I decided to go with the latter. First was to try and figure the most efficient use of a piece of plywood. You can’t get a full turn out of a 4′ x 8′ sheet, but you can get two half circles out of one but with a tremendous amount of waste. Same goes for 1/4 turns. But I did figure that if I broke the circle into sixths ( a 60 degree arc ) I might be able to efficiently use a full sheet of plywood. Second was how to join the pieces together. What I came up with was to use 3/8″ plywood. I would take the 6 pieces and lay them out in a circle and then laminate them to 6 more pieces offset by half( a joint every 30 degrees ).
Then the problem was cutting all the pieces out and getting them to align right. I figures I could cut a master out and then use it to make the pieces using it and a pattern bit in my router table, but the thought of trying to get a ” perfect” master was a bit beyond my abilities. Turns out I didn’t have to . It occurred to me that my brother owns a metal cutting shop that uses high pressure water, computer controlled cutting machines. I asked if he could do this for me and gave him the dimension that I needed, he plugged them into the computer and in no time I had a the master I wanted cut out of 1/4″ aluminum.
Now I wish that I could tell you that I was cutting the pieces for the helix, but I still have that issue of the train room being used for storage while we wait for the carpet install. What I am doing though is working on the subroadbed leading up to the helix as I need to set the entry height of the helix loops.
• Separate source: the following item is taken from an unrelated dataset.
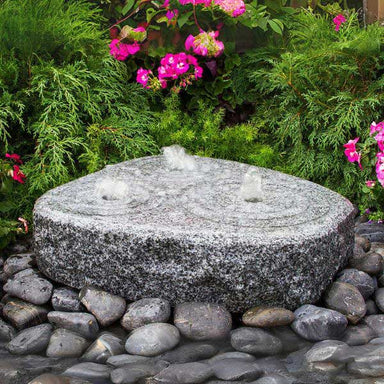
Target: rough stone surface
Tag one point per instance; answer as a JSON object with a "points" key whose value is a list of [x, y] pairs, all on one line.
{"points": [[7, 332], [83, 323], [30, 287], [256, 341], [17, 263], [152, 339], [96, 373], [188, 373], [146, 311], [103, 347], [22, 315], [65, 343], [267, 317], [346, 299], [105, 307], [202, 321], [236, 369], [317, 324], [67, 300], [361, 280], [31, 340], [196, 238]]}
I bought a half sheet ( 4’x 4′ ) of 3/4″ plywood for the curves around the end of the peninsula and using the master, traced a bunch of curved section on it to try and see how many I could expect to get out of a full sheet. I was hoping to get 12 pieces as this would be enough for a full circle ( when using the 3/8″ plywood ), as it turned out I got 7 pieces out of the half sheet which means I can comfortably get 14 and possibly 15 out of a full sheet. YAY! Below are a series of photos that shows how it was done.
Since I already had the plywood base in for the town of Jackson, I worked up and down from there. Jackson is 3/4″ above 0, so I worked down from there to my 0 height. Coming out of Jackson is the end of the peninsula. The half curve there is a 2″ rise which matches the rise in the helix. If a train has a problem here, it won’t make it up the helix, better to know where you can see the train then when it’s in the helix and you can’t see it. Below are photos of the curves installed, you will also see that I got the backdrops painted.
As you can see I also started planning the track arrangement for Jackson, but as it turns out it is it’s own special hell and worthy of it’s own post.